For Mono to gain wide adoption in the UNIX world, it is necessary that the JIT engine works in most of today’s commercial hardware platforms.
The new Mono engine now supports both 32 and 64 bit systems and various architectures (See Supported Platforms).
Profiling and Code Coverage
Mono provides a number of profiling tools and code coverage tools.
Mono’s support for DTrace is available on Solaris and MacOS X.
Logging runtime events
Mono supports a Global Assembly Cache or GAC. The GAC is used to share libraries between different applications, to keep multiple versions of the same library installed at once and to avoid conflicts over the names of the libraries and they also play an important role in trust and security.
See the Assemblies_and_the_GAC document for more details.
Mono today uses Boehm’s GC as its Garbage Collection engine. We are also working on a precise and compacting GC engine specific to Mono.
The GC interface is being isolated to allow for more than one GC engine to be used or for the GC to be tuned for specific tasks.
Mono’s use of Boehm GC
We are using the Boehm conservative GC in precise mode.
There are a few areas that the GC scans for pointers to managed objects:
- The heap (where other managed objects are allocated)
- thread stacks and registers
- static data area
- data structures allocated by the runtime
(1) is currently handled in mostly precise mode: almost always the GC will only consider memory words that contain only references to the heap, so there is very little chance of pointer misidentification and hence memory retention as a result. The new GC requires a fully precise mode here, so it will improve things marginally. The details about mostly precise have to do with large objects with sparse bitmaps of references and the handling of multiple appdomains safely.
(2) is always scanned conservatively. This will be true for the new GC, too, at least for the first versions, where I’ll have my own share of fun at tracking the bugs that a moving generational GC will expose. Later we’ll conservatively scan only the unmanaged part of the stacks.

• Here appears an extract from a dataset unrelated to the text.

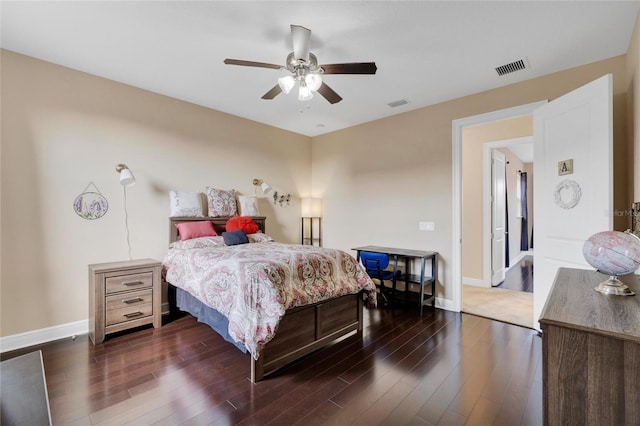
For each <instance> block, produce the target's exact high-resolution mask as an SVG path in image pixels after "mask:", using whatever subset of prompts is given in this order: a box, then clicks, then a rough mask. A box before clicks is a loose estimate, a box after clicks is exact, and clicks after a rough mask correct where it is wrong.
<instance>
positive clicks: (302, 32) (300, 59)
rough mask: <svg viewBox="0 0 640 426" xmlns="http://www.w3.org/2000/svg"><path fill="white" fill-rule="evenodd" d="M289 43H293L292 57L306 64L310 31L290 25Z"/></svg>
mask: <svg viewBox="0 0 640 426" xmlns="http://www.w3.org/2000/svg"><path fill="white" fill-rule="evenodd" d="M291 42H292V43H293V57H294V58H296V59H297V60H303V61H304V62H307V61H308V60H309V47H310V45H311V30H310V29H308V28H305V27H301V26H300V25H291Z"/></svg>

(3) We already optimized this both with Boehm and the current GC to work in precise mode.
(4) I already optimized this to work in mostly precise mode (ie some data structures are dealt with precisely, others not yet). I’ll need to do more work in this area, especially for the new GC, where having pinned objects can be a significant source of pain.
Garbage collection list and FAQ: http://www.iecc.com/gclist/
“A Generational Mostly-concurrent Garbage Collector”:
Details on The Microsoft .NET Garbage Collection Implementation:
IO and threading
The ECMA runtime and the .NET runtime assume an IO model and a threading model that is very similar to the Win32 API.
Dick Porter has developed WAPI: the Mono abstraction layer that allows our runtime to execute code that depend on this behaviour, this is called the `io-layer’ in the Mono source code distribution.
This io-layer offers services like named mutexes that can be shared across multiple processes.
To achieve this, the io-layer uses a shared file mapping across multiple Mono processes to track the state that must be shared across Mono applications in the \~/.wapi directory.
See our Papers section for various articles describing virtual machines and JIT compilers.
See the Porting page for more details on porting Mono to a new platform.
Projects Under Development
There are a number of projects being developed in branches or on separate trees for the runtime, these are:
- Runtime Projects: General Runtime Projects.
- Runtime Requests: Ideas of things that we could use to improve Mono’s runtime.
- Compacting GC: A generational, compacting GC for Mono.
- JIT Regalloc: A new register allocation framework.
- Mono_Runtime_API_Changes: Changes that will be introduced in Mono 2.8.
- Continuations: Support for co-routines and continuations in Mono.
- SafeHandles: Support for 2.0 SafeHandles.
- Linear: An update to the JIT’s internal representation (IR).
COM and XPCOM
Mono’s COM support can be used to interop with system COM components in Windows and in Linux (if you use a COM implementation). Additionally, Mono’s COM support can be used to access software based on Mozilla’s XPCOM.
For details on the progress, see the COM Interop page.